God longs to heal us, to take away our pain and make us whole, but he wants more than that. He wants a relationship with us. It’s not just a one-way thing of God giving and us receiving, incredibly, God wants something from us. He looks straight into our eyes and invites us to look back. Moses longed to see the face of God but was granted only the privilege of seeing the back of God as God passed by. Jesus invites us to do what Moses couldn’t – to come face to face with God.

Physical health is a very precious thing, but one day it will pass. To be able to hold up our heads and not be ashamed is also a great gift. But the healing of the soul the ultimate wellness, comes from being face to face with God. It is the deepest desire of the human heart. Psalm 130 puts it like this

“I wait for the Lord; my soul waits for him;

in his word is my hope.

My soul waits for the Lord,

more than the night watch for the morning”.

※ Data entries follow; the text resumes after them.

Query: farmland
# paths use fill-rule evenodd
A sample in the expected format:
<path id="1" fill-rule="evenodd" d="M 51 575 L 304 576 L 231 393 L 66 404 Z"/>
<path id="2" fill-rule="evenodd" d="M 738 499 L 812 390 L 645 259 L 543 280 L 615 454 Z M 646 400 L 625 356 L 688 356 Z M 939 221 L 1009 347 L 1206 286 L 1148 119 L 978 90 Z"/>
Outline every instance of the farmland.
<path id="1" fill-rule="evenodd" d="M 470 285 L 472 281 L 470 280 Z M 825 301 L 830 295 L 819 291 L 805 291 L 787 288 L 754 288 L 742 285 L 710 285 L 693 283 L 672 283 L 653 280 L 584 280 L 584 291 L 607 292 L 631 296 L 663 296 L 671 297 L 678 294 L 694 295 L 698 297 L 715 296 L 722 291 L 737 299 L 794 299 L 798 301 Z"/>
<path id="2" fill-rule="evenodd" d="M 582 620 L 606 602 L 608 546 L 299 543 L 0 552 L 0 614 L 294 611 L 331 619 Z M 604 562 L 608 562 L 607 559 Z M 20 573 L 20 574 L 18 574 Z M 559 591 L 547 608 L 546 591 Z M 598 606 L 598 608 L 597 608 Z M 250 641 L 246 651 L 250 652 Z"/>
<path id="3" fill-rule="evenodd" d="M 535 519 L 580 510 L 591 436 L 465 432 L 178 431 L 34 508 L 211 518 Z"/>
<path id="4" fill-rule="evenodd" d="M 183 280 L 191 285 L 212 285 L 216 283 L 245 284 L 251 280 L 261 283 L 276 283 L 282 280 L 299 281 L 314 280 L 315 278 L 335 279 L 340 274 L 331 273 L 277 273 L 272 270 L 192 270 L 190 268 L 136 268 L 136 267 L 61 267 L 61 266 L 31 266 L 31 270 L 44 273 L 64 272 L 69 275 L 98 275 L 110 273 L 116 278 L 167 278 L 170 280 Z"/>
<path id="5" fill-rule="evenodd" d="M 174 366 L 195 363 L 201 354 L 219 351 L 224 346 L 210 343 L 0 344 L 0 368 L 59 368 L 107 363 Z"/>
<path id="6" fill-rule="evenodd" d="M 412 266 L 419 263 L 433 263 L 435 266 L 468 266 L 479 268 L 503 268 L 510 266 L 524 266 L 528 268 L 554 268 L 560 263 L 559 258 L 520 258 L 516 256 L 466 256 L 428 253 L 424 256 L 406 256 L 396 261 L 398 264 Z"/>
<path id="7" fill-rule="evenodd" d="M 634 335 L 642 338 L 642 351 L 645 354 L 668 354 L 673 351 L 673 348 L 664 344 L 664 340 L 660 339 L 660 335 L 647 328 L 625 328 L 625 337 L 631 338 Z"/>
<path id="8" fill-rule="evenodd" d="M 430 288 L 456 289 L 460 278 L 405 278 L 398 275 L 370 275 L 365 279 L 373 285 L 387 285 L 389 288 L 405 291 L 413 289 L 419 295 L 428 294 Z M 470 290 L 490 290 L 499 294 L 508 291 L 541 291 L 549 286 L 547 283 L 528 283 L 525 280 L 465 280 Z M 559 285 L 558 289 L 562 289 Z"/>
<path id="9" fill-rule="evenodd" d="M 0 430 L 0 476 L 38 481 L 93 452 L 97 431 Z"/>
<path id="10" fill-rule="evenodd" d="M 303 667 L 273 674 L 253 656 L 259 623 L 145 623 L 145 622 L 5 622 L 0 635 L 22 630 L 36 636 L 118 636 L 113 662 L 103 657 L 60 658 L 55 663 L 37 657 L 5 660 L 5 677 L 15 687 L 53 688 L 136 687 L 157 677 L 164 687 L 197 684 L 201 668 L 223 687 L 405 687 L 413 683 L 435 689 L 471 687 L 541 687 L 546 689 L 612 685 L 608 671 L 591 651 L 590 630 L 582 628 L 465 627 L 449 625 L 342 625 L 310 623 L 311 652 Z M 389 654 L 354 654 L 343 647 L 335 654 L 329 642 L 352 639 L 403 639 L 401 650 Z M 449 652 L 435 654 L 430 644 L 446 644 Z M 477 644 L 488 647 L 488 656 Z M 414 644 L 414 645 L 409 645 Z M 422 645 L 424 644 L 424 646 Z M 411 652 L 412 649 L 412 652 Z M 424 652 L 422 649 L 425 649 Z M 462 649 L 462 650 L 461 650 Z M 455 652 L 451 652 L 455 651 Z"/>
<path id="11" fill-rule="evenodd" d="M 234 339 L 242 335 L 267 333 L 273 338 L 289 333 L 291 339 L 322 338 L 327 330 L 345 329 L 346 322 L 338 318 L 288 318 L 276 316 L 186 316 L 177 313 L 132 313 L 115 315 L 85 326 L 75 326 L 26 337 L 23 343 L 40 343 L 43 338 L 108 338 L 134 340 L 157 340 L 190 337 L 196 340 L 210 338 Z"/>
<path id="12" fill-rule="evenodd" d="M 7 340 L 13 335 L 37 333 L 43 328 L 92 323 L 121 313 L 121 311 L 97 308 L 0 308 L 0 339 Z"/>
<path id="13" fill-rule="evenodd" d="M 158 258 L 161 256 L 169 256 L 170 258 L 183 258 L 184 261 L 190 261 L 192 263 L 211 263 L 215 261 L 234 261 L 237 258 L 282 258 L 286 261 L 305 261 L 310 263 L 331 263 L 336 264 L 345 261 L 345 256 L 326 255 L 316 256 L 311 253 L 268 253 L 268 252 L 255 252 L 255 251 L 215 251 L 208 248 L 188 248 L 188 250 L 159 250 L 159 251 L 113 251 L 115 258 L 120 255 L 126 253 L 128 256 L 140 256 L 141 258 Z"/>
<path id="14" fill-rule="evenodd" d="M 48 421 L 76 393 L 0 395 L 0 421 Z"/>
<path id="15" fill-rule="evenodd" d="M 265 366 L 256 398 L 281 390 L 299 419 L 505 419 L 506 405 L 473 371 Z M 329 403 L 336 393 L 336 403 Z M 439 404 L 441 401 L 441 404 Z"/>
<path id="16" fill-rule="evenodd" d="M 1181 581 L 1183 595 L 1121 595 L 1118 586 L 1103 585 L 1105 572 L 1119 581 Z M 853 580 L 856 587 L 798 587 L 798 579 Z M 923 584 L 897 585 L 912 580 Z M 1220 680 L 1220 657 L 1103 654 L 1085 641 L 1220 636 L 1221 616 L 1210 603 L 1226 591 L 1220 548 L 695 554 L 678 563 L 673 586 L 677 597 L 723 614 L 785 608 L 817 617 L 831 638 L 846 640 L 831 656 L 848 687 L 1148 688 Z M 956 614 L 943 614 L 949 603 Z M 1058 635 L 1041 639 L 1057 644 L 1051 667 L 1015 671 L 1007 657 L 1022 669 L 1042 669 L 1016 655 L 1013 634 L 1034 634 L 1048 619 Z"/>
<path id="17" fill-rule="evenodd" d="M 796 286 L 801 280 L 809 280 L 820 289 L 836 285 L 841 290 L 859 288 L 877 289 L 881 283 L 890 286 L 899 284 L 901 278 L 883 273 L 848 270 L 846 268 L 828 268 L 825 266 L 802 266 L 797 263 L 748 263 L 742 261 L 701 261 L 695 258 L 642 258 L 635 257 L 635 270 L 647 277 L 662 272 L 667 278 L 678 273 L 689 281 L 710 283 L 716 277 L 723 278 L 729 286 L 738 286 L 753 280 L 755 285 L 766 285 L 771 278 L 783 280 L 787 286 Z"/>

The night watch on the city wall waits for the dawn to break. The exhausted nurse on night duty watches the minutes tick by until she can go home and go to bed. But the longing of the human soul for God is more fundamental than even these.

At the start of the reading the woman says, “If I but touch his clothes, I will be made well”. She is talking not to Jesus but to herself. She whispers in her own heart. God overhears the wishes we only breathe to ourselves and treats them as prayers. He invites us to make those unspeakable requests, even if we dread their shame. God asks nothing from us but our total honesty. God challenges our hesitancy, our shyness, and separates the wheat of humility from the chaff of self-loathing. We must discard our fears and approach with a bold confidence, not in our own worthiness, but in God’s grace. God will not allow us to imagine that we do not matter to God.

We begin by reaching out our hand and hoping to touch his garment, ultimately our prayer is seeking the face of God. We give ourselves to God, for this is what he wants, for now and for eternity. When we stand face to face with God we will know as we are known and at last will know our own true selves.

I’ll finish by reading George Herbert’s poem Love which beautifully expresses the timid approach of the penitent who fears to look on God.

Love bade me welcome. Yet my soul drew back

Guilty of dust and sin.

But quick-eyed Love, observing me grow slack

From my first entrance in,

Drew nearer to me, sweetly questioning,

If I lacked any thing.

A guest, I answered, worthy to be here:

Love said, You shall be he.

I the unkind, ungrateful? Ah my dear,

I cannot look on thee.

Love took my hand, and smiling did reply,

Who made the eyes but I?

Truth Lord, but I have marred them: let my shame

Go where it doth deserve.

And know you not, says Love, who bore the blame?

My dear, then I will serve.

You must sit down, says Love, and taste my meat:

So I did sit and eat.

With thanks to Henry Martin whose book Eavesdropping inspired this sermon.